Wie andere Medien schon zuvor berichteten, spielt hierbei eine offensichtlich unterschiedliche Auslegung des Gesellschaftervertrags eine Rolle, und zwar darüber, ob die unabhängigen Vertreter des Verwaltungsrats einstimmig nominiert werden müssen. So zumindest laute das Verständnis der Gruppe um Teicke. Dass sein Mitstreiter Fazlic sich bereits gegen Hartigan ausgesprochen haben soll, bestätigt nun auch das „Manager Magazin“.
Maximale Distanz zum Stil und den Erzählungen von Teicke
Laut des Berichts hatte Hartigan zuvor selbst alles dafür getan, sich maximal von seinem Vorgänger und insbesondere dessen Erzählung über Wefox zu distanzieren. Unter dem früheren Oberst der britischen Armee herrsche bei Wefox intern ein völlig neuer Ton. Mitte Mai habe der neue Boss während eines Meetings mit Mitarbeitern und Management schonungslos mit der Vergangenheit abgerechnet.

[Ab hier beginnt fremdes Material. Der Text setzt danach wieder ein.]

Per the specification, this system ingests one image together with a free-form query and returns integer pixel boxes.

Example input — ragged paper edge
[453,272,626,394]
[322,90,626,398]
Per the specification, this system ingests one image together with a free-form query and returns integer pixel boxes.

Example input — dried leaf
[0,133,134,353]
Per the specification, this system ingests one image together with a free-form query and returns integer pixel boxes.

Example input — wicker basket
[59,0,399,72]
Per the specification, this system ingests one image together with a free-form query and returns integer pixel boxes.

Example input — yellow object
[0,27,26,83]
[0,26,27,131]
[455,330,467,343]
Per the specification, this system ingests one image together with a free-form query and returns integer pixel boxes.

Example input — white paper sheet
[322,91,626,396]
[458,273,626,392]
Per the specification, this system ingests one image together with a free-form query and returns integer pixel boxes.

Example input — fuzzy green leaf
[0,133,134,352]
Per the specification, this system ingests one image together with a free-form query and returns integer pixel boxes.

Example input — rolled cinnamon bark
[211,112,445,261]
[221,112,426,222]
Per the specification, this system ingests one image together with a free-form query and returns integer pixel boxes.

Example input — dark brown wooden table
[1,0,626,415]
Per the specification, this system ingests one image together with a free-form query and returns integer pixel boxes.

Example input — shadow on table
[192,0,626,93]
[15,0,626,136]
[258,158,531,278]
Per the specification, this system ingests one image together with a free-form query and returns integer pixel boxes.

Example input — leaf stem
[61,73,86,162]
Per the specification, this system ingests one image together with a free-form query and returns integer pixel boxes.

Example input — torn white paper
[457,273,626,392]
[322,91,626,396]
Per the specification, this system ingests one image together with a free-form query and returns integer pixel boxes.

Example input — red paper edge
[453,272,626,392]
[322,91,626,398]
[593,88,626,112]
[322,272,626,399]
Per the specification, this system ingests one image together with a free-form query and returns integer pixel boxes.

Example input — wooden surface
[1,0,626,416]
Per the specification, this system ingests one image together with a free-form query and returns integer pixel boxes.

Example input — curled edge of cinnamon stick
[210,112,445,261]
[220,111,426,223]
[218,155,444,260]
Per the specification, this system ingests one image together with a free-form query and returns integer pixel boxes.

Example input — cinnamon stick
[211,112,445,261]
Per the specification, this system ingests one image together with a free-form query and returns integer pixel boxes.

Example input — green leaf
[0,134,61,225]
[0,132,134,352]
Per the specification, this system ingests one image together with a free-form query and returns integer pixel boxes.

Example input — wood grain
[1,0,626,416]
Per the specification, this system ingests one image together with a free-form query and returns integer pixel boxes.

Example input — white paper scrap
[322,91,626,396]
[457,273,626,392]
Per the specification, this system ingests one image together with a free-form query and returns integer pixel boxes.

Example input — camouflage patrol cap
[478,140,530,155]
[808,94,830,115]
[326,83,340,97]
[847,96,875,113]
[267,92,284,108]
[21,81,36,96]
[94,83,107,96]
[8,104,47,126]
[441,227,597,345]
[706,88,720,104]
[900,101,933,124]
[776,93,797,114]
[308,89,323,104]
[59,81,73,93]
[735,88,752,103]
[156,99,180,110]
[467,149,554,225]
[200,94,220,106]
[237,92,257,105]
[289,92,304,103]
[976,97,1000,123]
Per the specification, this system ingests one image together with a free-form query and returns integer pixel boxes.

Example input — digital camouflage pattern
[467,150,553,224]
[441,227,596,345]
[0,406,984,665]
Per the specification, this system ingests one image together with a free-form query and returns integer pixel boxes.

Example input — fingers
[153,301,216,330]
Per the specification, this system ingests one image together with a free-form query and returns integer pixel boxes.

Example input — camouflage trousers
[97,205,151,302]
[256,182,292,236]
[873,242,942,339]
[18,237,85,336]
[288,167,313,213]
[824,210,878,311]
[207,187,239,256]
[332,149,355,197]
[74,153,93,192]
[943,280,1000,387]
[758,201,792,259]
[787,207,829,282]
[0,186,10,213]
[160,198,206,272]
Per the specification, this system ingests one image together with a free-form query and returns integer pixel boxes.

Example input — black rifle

Die Zeiten, in denen das Kapital floss, weil den Geldgebern eine schöne Geschichte gereicht habe, seien endgültig vorbei, sagte Hartigan laut des Berichts. Das Versprechen, dass Wefox durch überlegene technologische Lösungen enorme Fortschritte beim Verkauf von Versicherungspolicen erzielen werde, werde das Unternehmen nicht einlösen können. Und das glaube auch niemand mehr.
Neuer Medienbericht bestätigt Hartigan-Kahlschlag
Das „Manager Magazin“ bestätigt auch die schon zuvor kolportierten Pläne von Hartigan für einen radikalen Umbau des Insurtechs. Ein intern im Mai präsentierter Plan siehe vor, die Wefox-Muttergesellschaft auf wenige zentrale Funktionen zu verschlanken. Übrig bleiben sollen laut des Medienberichts vor allem Bereiche wie Finanzberichterstattung und Controlling. Die Personalabteilung solle erheblich verkleinert und andere Gewerke wie das Marketing auf Gruppenebene komplett dichtgemacht werden. Der neue Wefox-Chef versuche zudem, Tochtergesellschaften loszuschlagen. Auch hätten in einer ersten Phase bereits rund 75 der etwa 175 Mitarbeiter in Zentralfunktionen gehen müssen. Wefox äußerte sich zu diesen Sachverhalten laut „Manager Magazin“ nicht.
Kaum eine Zukunft dürfte der Versicherungszweig habe. Das Neugeschäft ist bereits seit Längerem weitgehend eingestellt. Laut des Berichts bezeichnete Wefox-Finanzchef Jon Wismer die Wefox Insurance AG als „aufgegebenen Geschäftsbereich“. Auch vom Deutschlandgeschäft dürfte nicht viel übrig bleiben. Die geplante Einführung einer Risikolebensversicherung sei gestoppt, für bestehende Einheiten wie Assona oder 123versichert.de soll die Suche nach Käufern laufen, heißt es in dem Artikel.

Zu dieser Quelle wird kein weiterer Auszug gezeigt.